それから14年、自由民権運動の旗手となった板垣が岐阜で遭難する。時代は今では考えられない速さで進んでいた。事件発生は明治15年(1882)4月6日午後6時過ぎのことである。犯人相原が叫んだのは「将来ノ賊」だともいう。
犯行に使われた短刀は現在、高知市立自由民権記念館が所蔵している。以前に広島県立歴史博物館に貸し出された際(H9「医師・窪田次郎の自由民権運動」)に見たことがある。
犯人相原は無期徒刑の判決を受け北海道で服役していたが、明治22年の大赦で出獄した。そして、東京に出て板垣を訪ね謝罪をした。これに対して板垣は次のように答えたという。(岩田徳義『板垣伯岐阜遭難録』麻布学館、大10)
是れ固より私怨に生ぜしにあらずして、国家観念より起りたることなれば、敢て咎むべきにあらず。併しながら、箇程の事を企るとならば、篤と我党の主義精神及行動の如何を取調べありたらんには、恐らくは斯の如き過ちなからんに、事の此に出でざりしは太だ遺憾なり。去りながら猶此上とても、万一板垣の行為にして国家に害ありと認められたならば、再び傷つけらるゝも敢て苦しからず。
相原は平身低頭するばかりであった。改心した元テロリストは故郷の愛知県に戻ったものの、その最期はよく分からない。尋常な死ではなかったようである。
一方、板垣が叫んだという「板垣死すとも自由は死せず」という名台詞も、誰がどのように表現したのか諸説あって真相はよく分からない。ただ言えることは、この台詞が当てはまる状況があったということだ。

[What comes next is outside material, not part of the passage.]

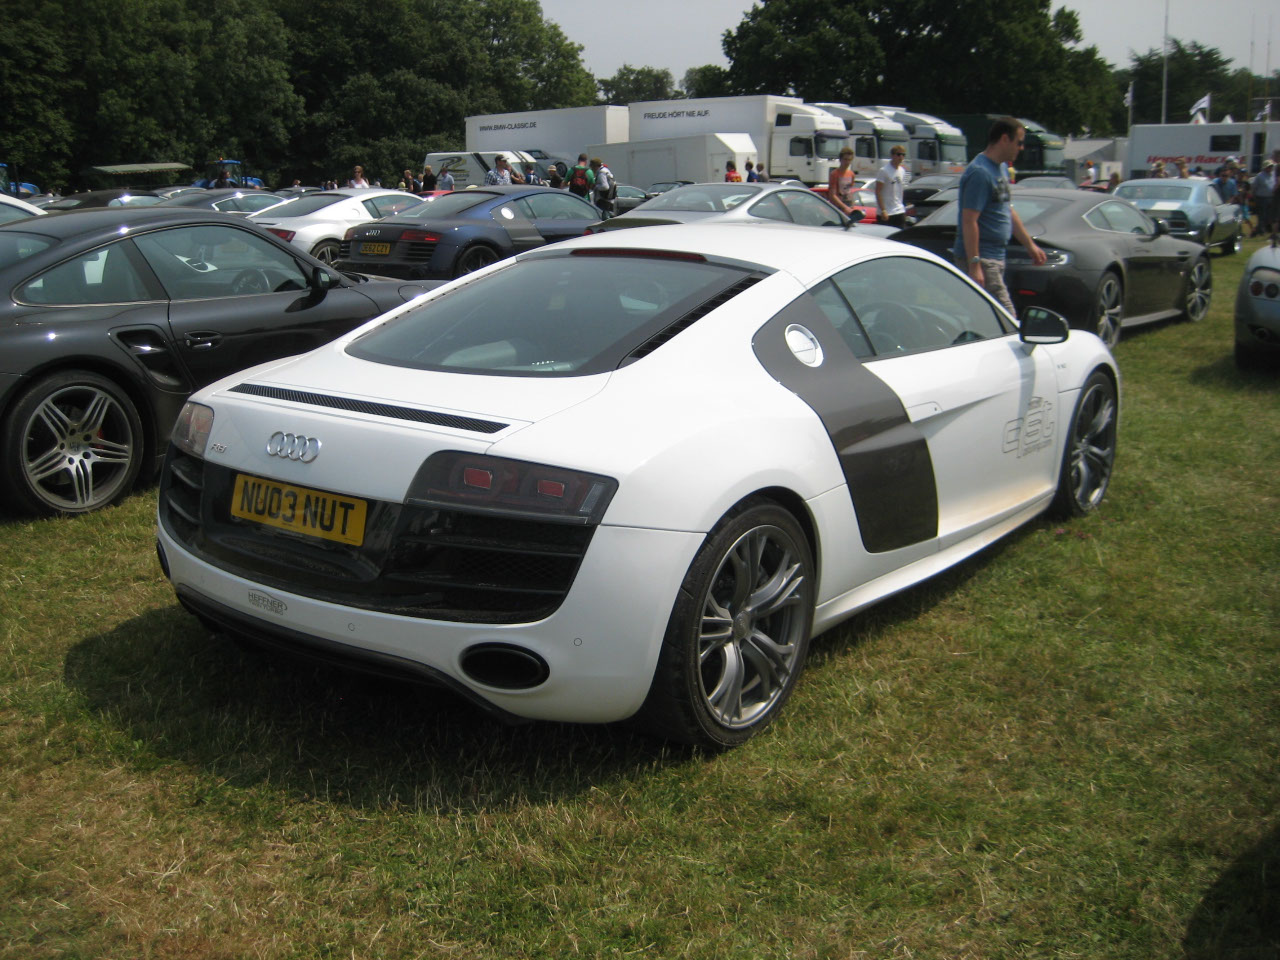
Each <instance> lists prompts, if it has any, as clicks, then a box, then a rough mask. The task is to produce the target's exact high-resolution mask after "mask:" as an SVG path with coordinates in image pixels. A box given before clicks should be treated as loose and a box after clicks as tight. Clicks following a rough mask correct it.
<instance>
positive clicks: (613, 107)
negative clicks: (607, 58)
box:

現場においては殺人未遂、時代は自由民権運動の高揚期。自由という高邁な理念は一人の運動家の死をも乗り越えて受け継がれていく。自由の価値の尊さに気付かせてくれた名言であった。
私が勘違いをしていたのは遭難時の板垣の年齢で、当時45歳であった。土佐の竹内流小具足組打術で鍛えた武芸は遭難時にも役立ったらしく、事件後に師匠から皆伝免状をもらっている。私の印象にある白髭の老人ではなかった。
さて、時は経て大正7年(1918)4月21日、事件現場の岐阜公園に板垣退助は再び立っていた。当時81歳、立派な白髭をたくわえていた。この日、板垣退助の銅像の除幕式が行われたのである。
当時の写真を見ると少しポーズが異なっていることが分かる。右手を下ろしているのが旧像で、新像は右手を上げている。旧像は昭和18年に金属供出で撤去され、昭和25年に再建されたのが現在の像(作・柴田佳石)である。台座は当時のままのようだ。
岐阜公園のこの一角は、殺人未遂事件の現場跡である。板垣はまもなく回復し日本近代史を動かす政治家として活躍していく。事件の影響は無かったかのように見えるが、そうではない。彼とともに語り伝えられる「板垣死すとも自由は死せず」の名台詞は、自由民権運動の精神的象徴として記憶されることとなった。近代日本史に欠かすことのできない史跡である。